The actions that we can take can:
Use what separates us from people everyone considers crazy: that our arguments check out and our predictions hold; communicate those;
Spark and mobilize existing public support;
Be designed to optimize for positive attention, not for any attention.
I don’t think DeepMind employees really changed their minds? Like, there are people at DeepMind with p(doom) higher than Eliezer’s; they would be sympathetic; would they change anything they’re doing? (I can imagine it prompting them to talk to others at DeepMind, talking about the hunger strike to validate the reasons for it.)
I don’t think Demis responding to the strike would make Dario look particularly villainous, happy to make conditional bets.

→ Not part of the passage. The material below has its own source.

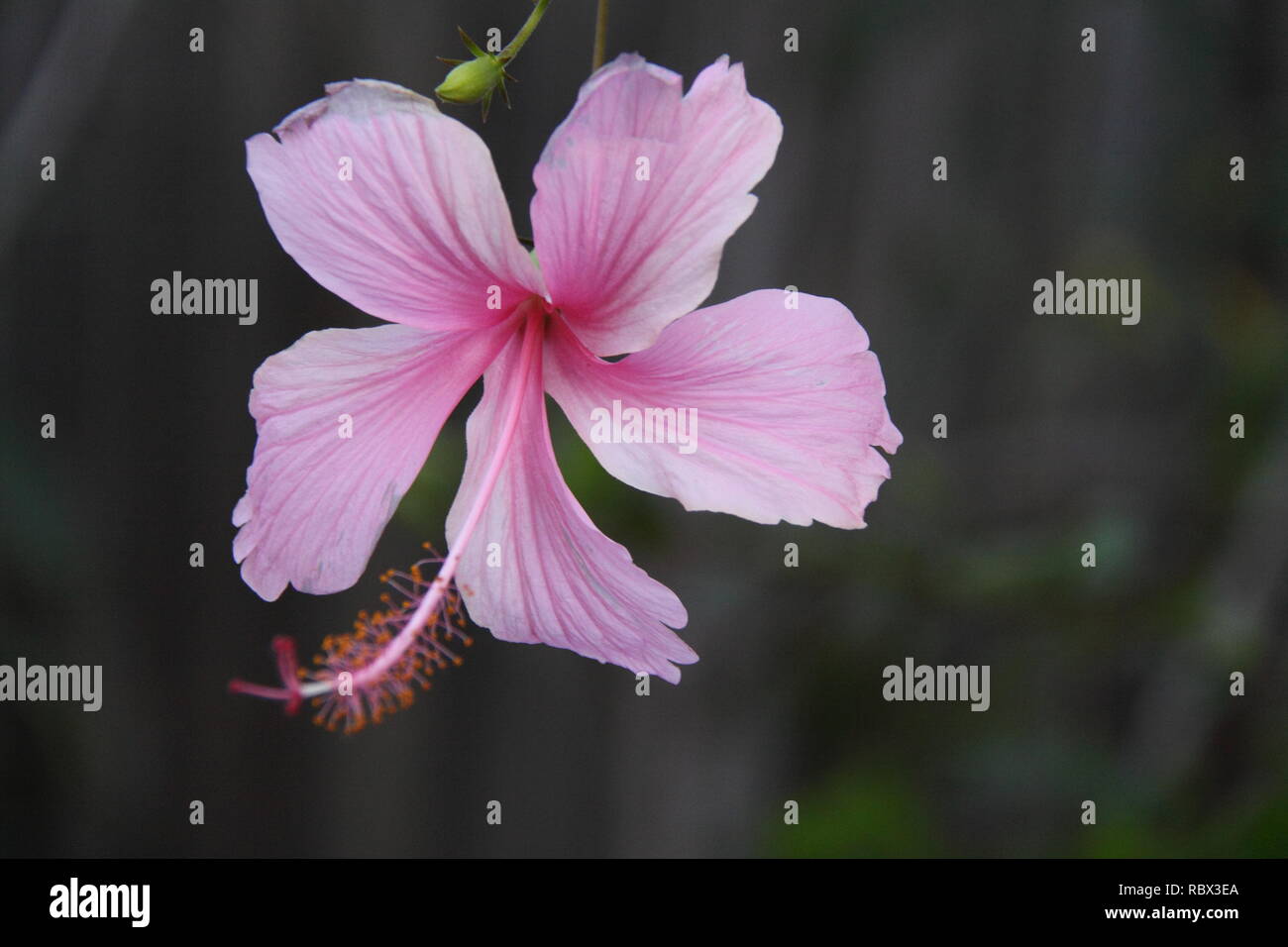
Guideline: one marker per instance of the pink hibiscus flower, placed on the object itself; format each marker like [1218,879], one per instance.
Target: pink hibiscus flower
[636,192]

How villainous someone looks here should be pretty independent, outside of eg Demis responding, prompting a journalist to ask Dario, which takes plausible deniability away from him.
I’m also not sure how effective it would be to use this to paint the companies (or the CEOs—are they even the explicit targets of the hunger strikes?) as villainous.
To clarify, “think for five minutes” was an appeal to people who might want to do these kinds of things in the future, not a claim about Guido or Michael.
That said, I do in fact claim they have not thought carefully about their theory of change, and the linked comment from Michael lists very obvious surface-level reasons for why do this in front of anthropic and not openai; I really would not consider this on the level of demonstrating having thought carefully about the theory of change.